Le alternative, però, esistono. E Cefa, con i suoi interventi integrali di sviluppo agricolo sostenibile e inclusivo, ne offre alcune.
«Lavoriamo in zone rurali in diverse province del Paese per generare uno sviluppo delle filiere produttive attraverso un approccio integrale. Operiamo con organizzazioni di coltivatori migliorando la produzione attraverso sistemi agroecologici, per esempio le biofabbriche, e aiutiamo le associazioni a potenziare la loro capacità di gestione amministrativa e commerciale coinvolgendo i giovani, così che assumano maggiori responsabilità. Ci occupiamo anche del processamento dei prodotti, per migliorarne la qualità e agganciarli a un mercato. Io ho vissuto tredici anni in Amazzonia: qui, in zone molto sensibili, implementiamo i sistemi di produzione tradizionali delle comunità indigene come quello di tipo chakra. La nostra filosofia è generare capacità, con una particolare attenzione ai giovani e alle donne, sempre un po’ più esclusi dalla parte produttiva, associativa e commerciale».

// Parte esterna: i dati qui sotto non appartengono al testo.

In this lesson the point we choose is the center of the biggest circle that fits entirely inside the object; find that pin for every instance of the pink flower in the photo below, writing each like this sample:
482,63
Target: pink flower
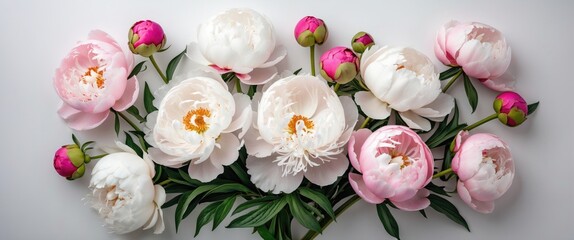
511,108
479,49
91,79
339,64
395,164
146,37
484,167
310,30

Collaborate con i governi locali per migliorare le filiere di cacao, caffè, quinoa, platano e manioca: quali risultati state ottenendo?
«Affianchiamo organizzazioni che producono caffè da decenni: anche in questo caso abbiamo coinvolto i giovani, facendoli partecipare a corsi di formazione e programmi di certificazione internazionali. Per le donne abbiamo promosso progetti di micro imprenditoria giovanile, grazie ai quali sono nate imprese già produttive: l’obiettivo è riportare i consumatori a bere il caffè “tradizionale” e non solo quello solubile. Le organizzazioni con cui lavoriamo stanno già esportando caffè tostato nei mercati europei e soprattutto negli Stati Uniti. Anche le barrette di cacao prodotte da alcune delle realtà che appoggiamo stanno sbarcando un po’ in tutto il mondo».

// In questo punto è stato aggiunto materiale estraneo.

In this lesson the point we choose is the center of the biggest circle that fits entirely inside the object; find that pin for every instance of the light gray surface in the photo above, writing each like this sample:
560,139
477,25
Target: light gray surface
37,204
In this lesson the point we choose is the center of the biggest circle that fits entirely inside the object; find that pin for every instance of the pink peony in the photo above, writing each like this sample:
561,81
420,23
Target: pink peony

Lo scorso agosto il 60% degli ecuadoriani ha votato lo stop alle trivellazioni petrolifere nel Parco nazionale Yasuní, ma ora il presidente ha proposto una moratoria per continuare l’estrazione: quanto è centrale in Ecuador la questione ambientale?

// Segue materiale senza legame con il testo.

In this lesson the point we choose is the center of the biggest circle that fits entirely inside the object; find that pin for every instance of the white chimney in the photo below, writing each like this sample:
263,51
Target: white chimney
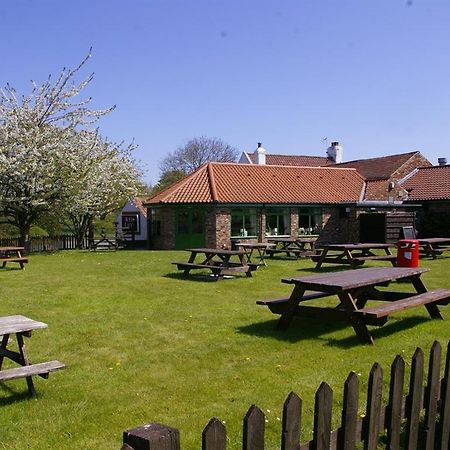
260,153
335,152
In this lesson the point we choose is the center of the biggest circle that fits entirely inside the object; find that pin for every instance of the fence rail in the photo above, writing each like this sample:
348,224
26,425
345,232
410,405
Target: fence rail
418,421
45,243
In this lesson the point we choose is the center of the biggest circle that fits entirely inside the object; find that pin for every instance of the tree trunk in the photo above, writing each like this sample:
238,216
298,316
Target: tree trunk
25,240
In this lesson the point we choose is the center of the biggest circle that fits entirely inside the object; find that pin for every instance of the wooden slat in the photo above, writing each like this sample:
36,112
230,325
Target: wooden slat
414,400
395,406
254,426
401,305
214,436
19,324
322,417
291,425
432,395
444,425
373,410
348,435
33,369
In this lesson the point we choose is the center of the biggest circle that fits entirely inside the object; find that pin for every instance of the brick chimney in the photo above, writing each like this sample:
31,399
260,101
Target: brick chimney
260,154
335,152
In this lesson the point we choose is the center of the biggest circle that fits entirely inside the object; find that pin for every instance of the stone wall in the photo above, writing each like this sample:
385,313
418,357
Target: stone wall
218,228
166,239
340,225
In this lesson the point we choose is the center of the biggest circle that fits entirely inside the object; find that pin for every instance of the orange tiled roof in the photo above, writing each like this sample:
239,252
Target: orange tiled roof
429,183
248,183
140,206
378,168
373,188
292,160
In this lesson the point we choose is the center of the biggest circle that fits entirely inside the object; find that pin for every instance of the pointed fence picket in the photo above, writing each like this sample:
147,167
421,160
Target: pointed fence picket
398,423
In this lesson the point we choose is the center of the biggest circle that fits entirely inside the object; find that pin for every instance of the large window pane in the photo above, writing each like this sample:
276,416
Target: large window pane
244,222
309,220
278,222
156,222
183,222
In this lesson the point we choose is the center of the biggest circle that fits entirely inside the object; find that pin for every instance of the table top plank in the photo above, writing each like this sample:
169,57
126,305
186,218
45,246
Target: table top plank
346,280
434,241
19,324
216,251
355,246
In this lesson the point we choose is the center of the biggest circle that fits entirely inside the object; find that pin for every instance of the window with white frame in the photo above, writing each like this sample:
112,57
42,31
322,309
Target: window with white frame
309,221
244,222
278,222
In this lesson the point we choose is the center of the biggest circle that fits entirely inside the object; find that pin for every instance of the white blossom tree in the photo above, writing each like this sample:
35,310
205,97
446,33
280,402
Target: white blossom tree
105,177
39,144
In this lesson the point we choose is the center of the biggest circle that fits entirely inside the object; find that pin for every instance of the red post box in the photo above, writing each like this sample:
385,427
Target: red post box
408,253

«Yasuní è un’area di un’importanza ecologica straordinaria e uno dei luoghi con la maggiore biodiversità del pianeta, dove vivono popolazioni non contaminate. Ai tempi dell’ex presidente Correa, si era parlato della disponibilità dell’Ecuador a rinunciare ai pozzi di petrolio, per difendere l’ambiente, in cambio di aiuti internazionali, ma alla fine i donatori non si trovarono e l’esperimento fallì. Così si è cominciato a estrarre il petrolio. Il referendum prevede – in tempi non ben precisati – di non realizzare più attività di esplorazione o perforazione di nuovi pozzi, e di smantellare gli impianti operando una rigenerazione ambientale. Subito dopo la vittoria del “sì”, tuttavia, il predecessore di Noboa, Guillermo Lasso, memore degli investimenti milionari fatti, stava già cercando delle alternative per continuare a estrarre. E ora il presidente propone stato attuale, l’economia del Paese non può fare a meno del petrolio, per cui l’obiettivo è quello di riattivare il settore per aumentare la produzione a mezzo milione di barili al giorno. Con buona pace dell’ambiente».